[Videos] How do we learn to become collective agents of change to advance habitat-related human rights?

HIC

For decades, Paulo Freire’s seminal work on emancipatory pedagogies has been augmented by the co-learning practices of social movements and grassroots organisations across the world. This series of short films tackles this question from the perspective of schools of the Habitat International Coalition in Latin America (HIC-AL). HIC-AL schools are an assemblage of learning experiences, developed and implemented by HIC Members, friends, and allies with a high degree of autonomy and shared pedagogic principles and practices. 

We are delighted to announce the publication of the first four short films of this series (in Spanish), which have been developed by four HIC-AL members with creative support by La Sandía Digital, and curated by the Knowledge in Action for Urban Equality programme. 

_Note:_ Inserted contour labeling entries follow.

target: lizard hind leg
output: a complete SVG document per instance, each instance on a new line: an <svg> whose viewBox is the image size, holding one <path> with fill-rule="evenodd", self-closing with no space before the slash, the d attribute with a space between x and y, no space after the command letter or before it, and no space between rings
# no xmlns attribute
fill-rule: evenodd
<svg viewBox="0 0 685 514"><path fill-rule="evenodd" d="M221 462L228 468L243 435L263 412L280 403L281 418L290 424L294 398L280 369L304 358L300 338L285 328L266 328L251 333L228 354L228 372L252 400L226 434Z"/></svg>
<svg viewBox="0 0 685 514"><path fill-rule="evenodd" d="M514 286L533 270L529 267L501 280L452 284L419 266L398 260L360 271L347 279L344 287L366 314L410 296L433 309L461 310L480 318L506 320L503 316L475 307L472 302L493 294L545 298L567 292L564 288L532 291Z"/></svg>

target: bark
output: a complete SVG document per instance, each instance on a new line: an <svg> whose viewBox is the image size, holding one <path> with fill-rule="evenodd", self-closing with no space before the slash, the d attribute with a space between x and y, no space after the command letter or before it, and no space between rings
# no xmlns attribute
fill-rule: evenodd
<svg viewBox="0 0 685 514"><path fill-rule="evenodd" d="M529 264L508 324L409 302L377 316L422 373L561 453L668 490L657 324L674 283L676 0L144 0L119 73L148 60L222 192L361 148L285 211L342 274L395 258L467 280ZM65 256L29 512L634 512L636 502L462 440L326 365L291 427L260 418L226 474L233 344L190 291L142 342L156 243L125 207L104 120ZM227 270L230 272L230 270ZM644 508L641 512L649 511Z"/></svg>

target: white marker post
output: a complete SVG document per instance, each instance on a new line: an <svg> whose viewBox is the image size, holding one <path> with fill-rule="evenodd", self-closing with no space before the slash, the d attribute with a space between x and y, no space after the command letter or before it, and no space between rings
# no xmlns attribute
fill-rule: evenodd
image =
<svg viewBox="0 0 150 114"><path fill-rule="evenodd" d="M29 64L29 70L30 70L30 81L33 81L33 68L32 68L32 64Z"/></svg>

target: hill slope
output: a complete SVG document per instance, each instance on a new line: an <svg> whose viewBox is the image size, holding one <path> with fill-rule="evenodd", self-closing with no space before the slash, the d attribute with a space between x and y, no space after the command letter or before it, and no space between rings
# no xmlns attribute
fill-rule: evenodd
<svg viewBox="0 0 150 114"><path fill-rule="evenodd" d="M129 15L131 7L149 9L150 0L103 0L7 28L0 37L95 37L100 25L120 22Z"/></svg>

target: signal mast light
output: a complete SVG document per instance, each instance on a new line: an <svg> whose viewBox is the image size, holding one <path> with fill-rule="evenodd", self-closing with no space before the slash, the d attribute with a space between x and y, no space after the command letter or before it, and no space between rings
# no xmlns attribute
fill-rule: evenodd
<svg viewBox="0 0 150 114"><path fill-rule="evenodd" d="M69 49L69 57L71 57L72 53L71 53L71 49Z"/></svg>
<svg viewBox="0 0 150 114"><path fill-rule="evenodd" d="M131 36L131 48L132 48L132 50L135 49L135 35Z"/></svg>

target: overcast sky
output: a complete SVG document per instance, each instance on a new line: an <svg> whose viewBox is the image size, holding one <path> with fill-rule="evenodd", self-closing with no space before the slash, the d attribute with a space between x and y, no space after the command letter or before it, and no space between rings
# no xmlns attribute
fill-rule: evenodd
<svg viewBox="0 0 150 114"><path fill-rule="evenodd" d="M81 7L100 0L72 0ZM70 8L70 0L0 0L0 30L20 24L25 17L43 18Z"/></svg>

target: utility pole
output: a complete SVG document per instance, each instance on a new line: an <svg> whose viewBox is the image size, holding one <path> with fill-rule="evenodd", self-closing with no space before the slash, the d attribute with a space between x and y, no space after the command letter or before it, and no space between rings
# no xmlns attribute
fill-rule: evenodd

CISCSA’s ‘Queremos cambiarlo todo. Formación feminista por los derechos a la ciudad’ (We want to change everything: feminist formation for the rights to the city) shows the emancipatory power of feminist pedagogies implemented in the project ‘Voices of diverse women for safe, inclusive and sustainable cities’ in Córdoba, Argentina

Corporación Región & Fuerza Incluyente’s ‘Derecho a la ciudad y al territorio – Medellín ciudad accesible‘ (Right to the city and the territory – Medellín as accessible city) highlights the creative pedagogies through which the right to the city is carved and claimed by collectives of differently abled people in pedagogic spaces such as taxis and public squares. 

FUCVAM’s ‘La vivienda es el principio y no el final’ (Housing is the beginning and not the end) synthesizes the long history of pedagogies underlying the Federation of the Uruguayan Mutual Housing Cooperatives, and how they are shaping and being shaped by different relations to the state as well as intergenerational and gender dynamics.

UNC’s ‘Fortalecimiento de capacidades para la producción social del hábitat’ reflects on decades of weaving networks of pedagogical experiences to strengthen local to regional capacities for the social production of habitat, from the Argentinian experiences of Taller Total in 1970s to today’s Iberoamerican Diploma on Participatory Sustainable Habitat Design.